The Privacy Commissioner’s office has launched a framework for the federal and provincial governments to assess initiatives that impact privacy amid the COVID-19 pandemic.
“During a public health crisis, privacy laws and other protections still apply, but they are not a barrier to the appropriate collection, use and sharing of information,” the commissioner’s office notes.
The framework outlines that existing privacy legislation, norms and best practices for data collection, use and disclosure ensure responsible data use and sharing that supports public health.
“Government institutions should still apply the principles of necessity and proportionality, whether in applying existing measures or in deciding on new actions to address the current crisis,” the office outlines.
The first key point in the framework is to identify the legal authority to collect, use and disclose personal information. This means that government institutions must uphold the Privacy Act. The measures that the government institution wants to take must also be necessary and proportionate, which means that the measures should be evidence-based and not overboard or extreme.
Next, the personal information collected, used or disclosed to alleviate public health effects of COVID-19 must not be used for other reasons. The data should also be de-identified whenever possible.
Further, the impacts of data collection on vulnerable people should be assessed. For instance, algorithmic decision-making or AI may contain biases that could create disproportionate impacts.
Another key point asks government institutions to provide clear and detailed information to Canadians about new and emerging measures, on an ongoing basis.
“Transparency is a cornerstone of democratic governance, as well as our privacy laws. It is all the more vital in the midst of a crisis, when extraordinary measures are being contemplated,” the framework states.

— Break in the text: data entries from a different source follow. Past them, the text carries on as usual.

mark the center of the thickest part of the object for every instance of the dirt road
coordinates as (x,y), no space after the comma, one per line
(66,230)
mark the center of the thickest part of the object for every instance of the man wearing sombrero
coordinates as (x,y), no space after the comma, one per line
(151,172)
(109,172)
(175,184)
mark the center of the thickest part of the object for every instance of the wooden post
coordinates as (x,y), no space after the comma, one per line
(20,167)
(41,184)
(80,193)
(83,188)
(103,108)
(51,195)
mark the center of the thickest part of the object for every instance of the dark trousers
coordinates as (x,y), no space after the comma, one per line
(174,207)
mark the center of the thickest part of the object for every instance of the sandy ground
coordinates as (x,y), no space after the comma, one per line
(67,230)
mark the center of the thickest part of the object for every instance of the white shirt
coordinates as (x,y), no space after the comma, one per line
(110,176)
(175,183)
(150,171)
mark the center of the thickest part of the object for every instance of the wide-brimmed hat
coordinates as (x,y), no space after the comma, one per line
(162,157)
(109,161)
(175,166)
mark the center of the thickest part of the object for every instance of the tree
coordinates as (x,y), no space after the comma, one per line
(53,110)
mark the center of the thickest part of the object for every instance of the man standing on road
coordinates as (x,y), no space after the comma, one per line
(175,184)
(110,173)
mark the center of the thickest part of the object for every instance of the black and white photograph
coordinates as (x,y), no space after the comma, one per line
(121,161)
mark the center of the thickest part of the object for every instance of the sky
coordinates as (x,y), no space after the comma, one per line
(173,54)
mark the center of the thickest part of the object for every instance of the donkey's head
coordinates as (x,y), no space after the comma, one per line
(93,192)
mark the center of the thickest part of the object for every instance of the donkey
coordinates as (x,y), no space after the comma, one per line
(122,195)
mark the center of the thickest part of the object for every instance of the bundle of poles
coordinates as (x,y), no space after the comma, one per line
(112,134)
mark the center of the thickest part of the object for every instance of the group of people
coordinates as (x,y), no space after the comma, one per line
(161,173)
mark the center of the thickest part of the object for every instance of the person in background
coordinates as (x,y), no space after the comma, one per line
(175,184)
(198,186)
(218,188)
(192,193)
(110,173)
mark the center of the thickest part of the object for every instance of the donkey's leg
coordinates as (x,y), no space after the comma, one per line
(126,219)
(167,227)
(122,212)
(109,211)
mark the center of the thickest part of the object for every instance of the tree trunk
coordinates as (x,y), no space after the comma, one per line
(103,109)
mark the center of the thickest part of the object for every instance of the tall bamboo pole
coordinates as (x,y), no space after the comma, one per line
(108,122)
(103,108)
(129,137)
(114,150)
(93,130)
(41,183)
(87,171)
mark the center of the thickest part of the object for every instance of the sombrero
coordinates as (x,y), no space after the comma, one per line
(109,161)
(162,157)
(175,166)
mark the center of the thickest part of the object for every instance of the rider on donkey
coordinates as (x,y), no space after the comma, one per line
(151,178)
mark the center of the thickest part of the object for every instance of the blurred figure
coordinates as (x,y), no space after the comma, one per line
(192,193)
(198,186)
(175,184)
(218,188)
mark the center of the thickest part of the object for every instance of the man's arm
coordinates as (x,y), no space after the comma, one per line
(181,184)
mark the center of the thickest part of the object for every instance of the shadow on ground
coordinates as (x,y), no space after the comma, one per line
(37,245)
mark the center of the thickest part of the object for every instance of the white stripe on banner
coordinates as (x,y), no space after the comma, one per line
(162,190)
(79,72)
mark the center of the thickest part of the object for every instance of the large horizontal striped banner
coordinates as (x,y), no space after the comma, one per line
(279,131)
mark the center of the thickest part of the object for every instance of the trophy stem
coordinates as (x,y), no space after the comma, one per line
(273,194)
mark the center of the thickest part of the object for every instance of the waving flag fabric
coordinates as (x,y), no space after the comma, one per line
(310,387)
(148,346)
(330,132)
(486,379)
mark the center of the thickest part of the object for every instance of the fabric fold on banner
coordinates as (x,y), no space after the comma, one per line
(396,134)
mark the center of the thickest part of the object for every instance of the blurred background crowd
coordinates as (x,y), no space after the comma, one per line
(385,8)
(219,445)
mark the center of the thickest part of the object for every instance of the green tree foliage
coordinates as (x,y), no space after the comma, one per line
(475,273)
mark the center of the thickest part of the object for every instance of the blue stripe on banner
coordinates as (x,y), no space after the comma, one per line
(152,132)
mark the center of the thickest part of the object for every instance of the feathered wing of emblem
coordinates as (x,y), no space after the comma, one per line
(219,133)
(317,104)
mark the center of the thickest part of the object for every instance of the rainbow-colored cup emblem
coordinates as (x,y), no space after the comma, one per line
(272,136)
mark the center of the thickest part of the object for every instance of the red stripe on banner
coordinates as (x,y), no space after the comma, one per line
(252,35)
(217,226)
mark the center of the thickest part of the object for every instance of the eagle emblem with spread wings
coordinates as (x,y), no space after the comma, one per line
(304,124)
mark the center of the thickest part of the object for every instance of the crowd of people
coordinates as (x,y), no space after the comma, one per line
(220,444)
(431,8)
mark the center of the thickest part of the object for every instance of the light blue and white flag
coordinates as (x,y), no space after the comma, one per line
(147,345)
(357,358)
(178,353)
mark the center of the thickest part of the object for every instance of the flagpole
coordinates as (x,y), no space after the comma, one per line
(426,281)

The framework notes that there should also be oversight and accountability in the form of new laws and measures.
Lastly, and possibly most importantly, the privacy invasive measures should be time-limited, with obligations to end when they are no longer required. The personal information that was collected should also be destroyed when the crisis ends.
Although Prime Minister Justin Trudeau confirmed that the government is not currently using cellphone data to curb the spread of COVID-19, he noted that all options are on the table.